How to Chat with PDFs, Websites, and More using EmbedChain

by Tobias Abdon

“Chat with X” is all the rage this year. Chatting with a PDF, or website, is often a much better user experience compared to reading through it to find what you need.

There are a lot of different tools you can use to build the “chat with x” feature. They vary on features, complexity, etc.

There is one that stands out in the ‘easy to use’ and ‘powerful’ category: EmbedChain. This framework handles the complexity of chunking, embedding, and storing content from sources such as websites, docs, PDFs, and databases. It then makes it easy to chat with those sources via LLMs like GPT-4.
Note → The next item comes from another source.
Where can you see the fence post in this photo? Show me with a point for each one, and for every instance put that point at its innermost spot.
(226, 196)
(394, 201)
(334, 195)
Instead of building a web app that demonstrates EmbedChain, I thought it’d be fun to build a little Python CLI. By the end of this guide, you will have a functioning CLI tool that interacts with any given webpage and fetches answers to your questions.

Prerequisites

Before diving into the setup, ensure you have the following:

  • An API key from OpenAI. If you haven't obtained it yet, you can sign up here.

Step 1: Setting Up the Project

To begin, you'll need to set up a virtual environment and install the required packages. Let's break down the purpose of each command.

  1. Setting up a Virtual Environment: A virtual environment is a tool that helps prevent conflicts between versions by creating isolated environments for Python projects.
  2. Activating the Virtual Environment: This step ensures that the packages are installed within this environment and not system-wide.
  3. Installing Required Packages: embedchain and langchain are the core packages required for our application. The embedchain[dataloaders] is an additional requirement that provides extended functionality.

To set up the project:

# Create a virtual environment
python3.10 -m venv venv

# Activate the virtual environment
# For Linux/Mac:
source venv/bin/activate
# For Windows:
venv\Scripts\activate

# Install the necessary packages
pip install embedchain langchain

# Upgrade embedchain with the dataloaders extension
pip install --upgrade "embedchain[dataloaders]"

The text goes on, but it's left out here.